К обеду он переоделся. Он надел свою любимую выцветшую бирюзовою рубашку. Бьондетта и Катриона спекли торт и нугу из черной смородины. Он занялся изготовлением разноцветных кубиков льда для мороженого и лимонада и долго изощрялся, подкрашивая лед.

В какой-то момент ему даже пришло в голову, что если бы мальчишка приходил к нему чаще, он мог бы привыкнуть, может быть, к человеческому обществу и — кто знает? — снова начать писать… ну, хотя бы для детей, почему нет, какие-нибудь дурацкие приключения.

К вечеру он повел Филофея в угол сада, из которого слышался шум прибоя; они вошли в ангар, он привел в действие механизм, открывающий крышу, небо заголубело над ними, и горелки стали надувать огромный голубой с синим монгольфьер, постепенно подымавшийся над ангаром, над садом, над ними.

Филофей прыгал и кричал от восторга. У него тоже захватило дух, как прежде, когда он увидел этот шар, голубое на голубом, над головой.

Монгольфьер стоял на старте, когда в кармане запиликал телефон.

— Слушаю, — сказал он.

Звонили из библиотеки.

— He трудитесь, — сказал он, — завтра приезжать не надо, я не собираюсь отдавать этих библоидов и заказывать новых.

Движение воздуха за спиной. Изменившийся ритм выхлопа горелок. Шар взлетал, и Филофей махал рукой из корзины.

— Ты куда, идиот, — закричал он, — лох несчастный, разобьешься, осторожно, я сейчас вызову спасательный вертолет.

— Я… умею… в нем… летать… — кричал Эф сверху.

Он прервал разговор с библиотекой, но когда спасатели уже подняли по его звонку свою машину — где-то там, он даже не знал, где, — библиотекарь опять его вызвал.

Присев на валун, он принял капсулу, сердце чуть угомонилось, и он слушал, как ему говорят:

— Вы должны извинить нас, по недосмотру у вас лишний библоид, мы должны его забрать, он не совсем исправен, но ведет себя в соответствии с литературным произведением, из которого… к тому же он обычно взбадривает клиентов…

Он уже понял, но спросил:

— Кто?

— Филофей-враль.

— Я не знаю, из какой он книжки.

— Он из повести Дениса Л. «Там, за углом».

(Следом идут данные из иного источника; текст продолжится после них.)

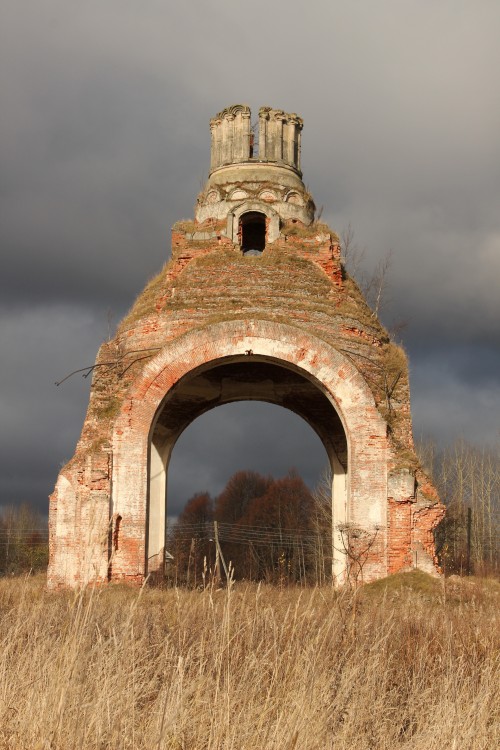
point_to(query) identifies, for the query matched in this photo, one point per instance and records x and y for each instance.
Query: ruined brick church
(254, 304)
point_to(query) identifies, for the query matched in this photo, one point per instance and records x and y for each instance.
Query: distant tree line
(264, 528)
(23, 541)
(468, 481)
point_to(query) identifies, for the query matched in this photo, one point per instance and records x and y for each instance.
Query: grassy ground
(408, 662)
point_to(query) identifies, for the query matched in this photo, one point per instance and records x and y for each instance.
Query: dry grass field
(409, 662)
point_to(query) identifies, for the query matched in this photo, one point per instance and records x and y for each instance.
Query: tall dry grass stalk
(406, 663)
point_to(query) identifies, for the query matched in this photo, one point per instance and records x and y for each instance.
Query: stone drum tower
(254, 304)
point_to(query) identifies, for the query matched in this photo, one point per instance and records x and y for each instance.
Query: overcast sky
(105, 143)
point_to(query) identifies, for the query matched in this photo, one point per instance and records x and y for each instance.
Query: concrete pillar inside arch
(159, 456)
(339, 518)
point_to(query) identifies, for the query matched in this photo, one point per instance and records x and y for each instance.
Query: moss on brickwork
(145, 302)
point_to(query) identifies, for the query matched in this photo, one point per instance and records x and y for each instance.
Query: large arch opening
(255, 475)
(247, 378)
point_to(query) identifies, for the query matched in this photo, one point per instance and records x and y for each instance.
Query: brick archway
(136, 458)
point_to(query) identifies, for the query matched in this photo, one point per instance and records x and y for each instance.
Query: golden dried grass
(408, 663)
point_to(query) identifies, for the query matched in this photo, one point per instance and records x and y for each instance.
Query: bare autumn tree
(23, 540)
(238, 494)
(468, 480)
(280, 521)
(190, 541)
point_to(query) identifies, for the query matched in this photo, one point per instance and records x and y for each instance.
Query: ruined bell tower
(254, 304)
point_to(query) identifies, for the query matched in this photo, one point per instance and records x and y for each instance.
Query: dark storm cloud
(105, 143)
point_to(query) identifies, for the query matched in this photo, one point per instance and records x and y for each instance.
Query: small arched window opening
(252, 232)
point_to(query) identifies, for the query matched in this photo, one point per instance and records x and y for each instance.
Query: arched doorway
(241, 360)
(244, 378)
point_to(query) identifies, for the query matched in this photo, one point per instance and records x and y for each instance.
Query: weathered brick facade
(254, 304)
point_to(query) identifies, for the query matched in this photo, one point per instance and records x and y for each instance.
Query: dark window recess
(253, 232)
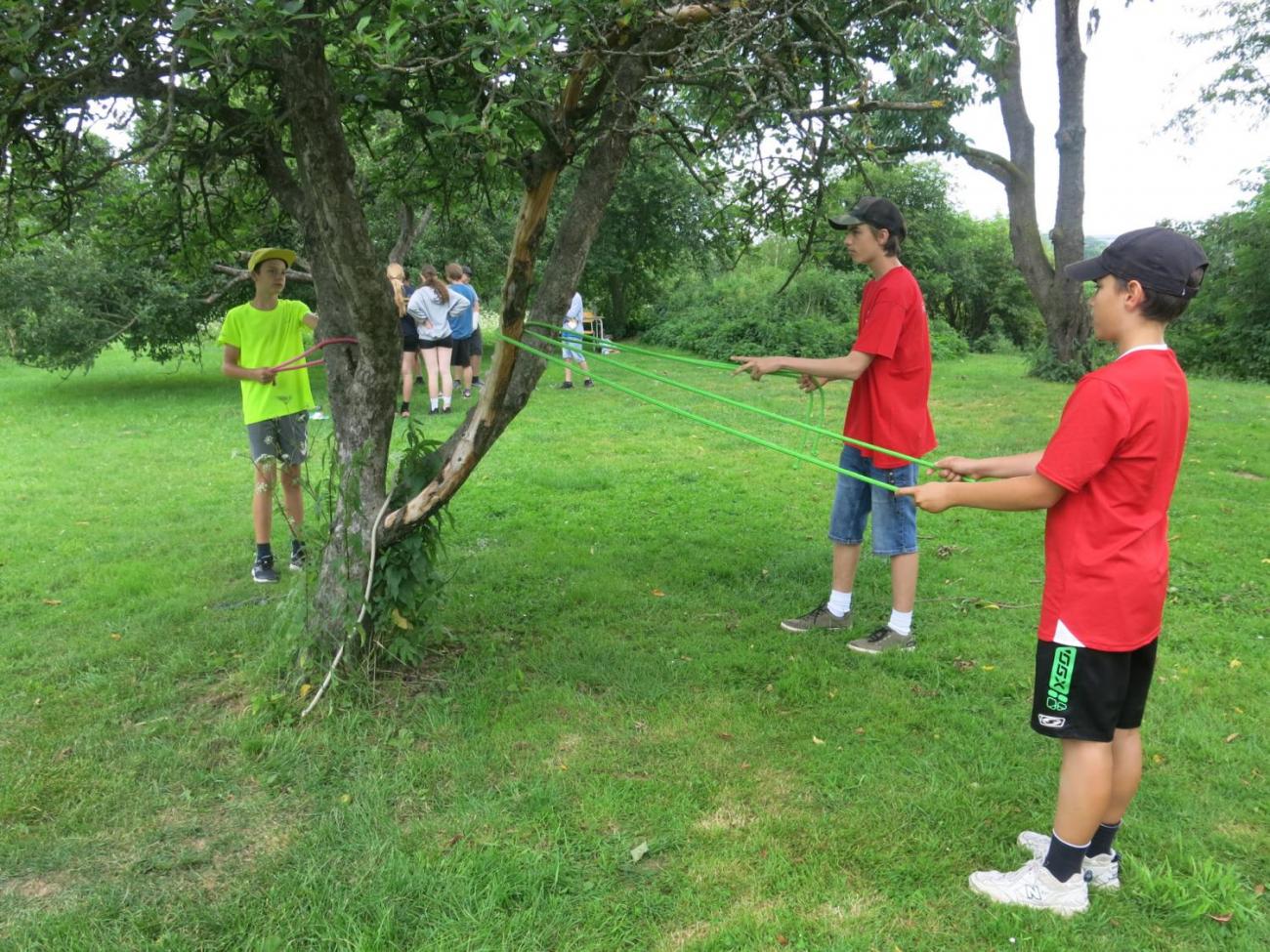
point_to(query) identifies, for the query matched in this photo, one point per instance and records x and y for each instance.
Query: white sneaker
(1034, 887)
(1103, 872)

— Я ее не читал, — сказал он медленно. — Этот… библоид… только что взлетел на моем монгольфьере.

— Мы свяжемся со спасателями, — сказал библиотекарь, — если хотите, мы напомним им, чтобы они доставили вам ваш воздушный шар.

— Очень обяжете, — отвечал он.

Тьма сгущалась быстро, и пока он дошел до дома, стол был уже накрыт к ужину и на столе зажжены в жирандолях и подсвечниках свечи. Желтые лилии с дынным запахом стояли посередине стола. Есть ему не хотелось, он ковырялся вилкой в сладковато-кислом азиатском салате и смотрел на плавающие в лимонаде ягоды, кусочки лимона и разноцветные льдинки.

Неслышно ступая, вошел в мягких чувяках Чжао-Лицзы.

— Господин желает услышать стихи о лилиях? — спросил китаец.

— Да, — отвечал он.

И, уставясь в язычки пламени спокойно оплывающих свеч, он слушал, чувствуя, как обволакивают его равнодушие и отчаяние, незримая трясина на одного, тихий высокий голос без интонаций:

Далеко мой дом от жилищ людских дацзыбао тьмы повесила ночь желтый лилии цвет вижу во тьме дынный запах ночи не утаить с поднебесья до крыши ночная тушь и от лилий до звезд ночная вода и одна из лилий всплыла со дна и цветет теперь надо мной луна

Теперь он смотрел на босого Дениса с рюкзаком на берегу. «На берегу чего? — думал он. — На берегу чего? Не могу вспомнить. Если я вообще знал, что и где это было».